Apesar de toda a experiência ao longo dos 56 anos de praticagem, Fábio já sofreu quatro quedas, a última em abril de 2024.
“Caí no mar, por um descuido meu, talvez por excesso de confiança. A escada de quebra-peito estava impecável, a lancha se aproximou corretamente. Eu “dei o bote” sobre a escada, antes da hora e acabei indo para o mar. O colete inflou instantaneamente e o resgate demorou uns dez minutos. Com roupa molhada mandei tocar para o navio e embarquei com frio mesmo. A queda foi em um domingo de madrugada, por volta da 1 hora. Cheguei em casa após a manobra, às 4h15”, relembra.
A idade não foi um fator para a queda, aponta o prático. “Veja que caí com roupa seca e embarquei todo molhado. Por sorte era um navio estrangeiro com suas escadas maravilhosas. Se fosse um navio brasileiro, ainda teria de escalar na pior escada de quebra-peito do mundo, mesmo certificada”, complementa.
Fontes disse ainda que esta é uma profissão de risco, e no mundo temos uma média histórica de duas mortes de práticos anualmente, mas já foram registradas até quatro mortes em um mesmo ano.
Homenagens e medalhas
No último dia 16 de janeiro Fábio Fontes foi surpreendido pelos colegas da Praticagem de São Paulo. Durante a reinauguração da estação da instituição, a ponte que é utilizada para que os práticos possam embarcar nas lanchas que dão acesso aos navios, foi homenageado.

A Ponte dos Práticos, que fica em Santos, agora tem o nome de Ponte Fábio Mello Fontes. A solenidade que revelou o novo nome da ponte ocorreu com a presença da diretoria da Praticagem e os familiares de Fontes.

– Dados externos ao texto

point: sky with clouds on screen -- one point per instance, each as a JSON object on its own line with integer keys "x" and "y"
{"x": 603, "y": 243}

“Fui honrado pelos meus colegas, que batizaram nossa ponte de embarque com o meu nome. Tudo aconteceu em uma surpreendente e emocionante solenidade,com foguetório, apitos de navio e lanchas, discursos e muita emoção. Fiquei atônito. Não me considero merecedor da homenagem, mas talvez seja resultado do meu capricho pessoal e entusiasmo em tudo o que faço na profissão, além de estar exercendo meu oitavo mandato, de dois anos cada, como presidente da casa”.
Ao longo de sua trajetória, Fontes recebeu duas condecorações da Marinha do Brasil, a medalha da Ordem do Mérito Tamandaré e da Ordem do Mérito Naval.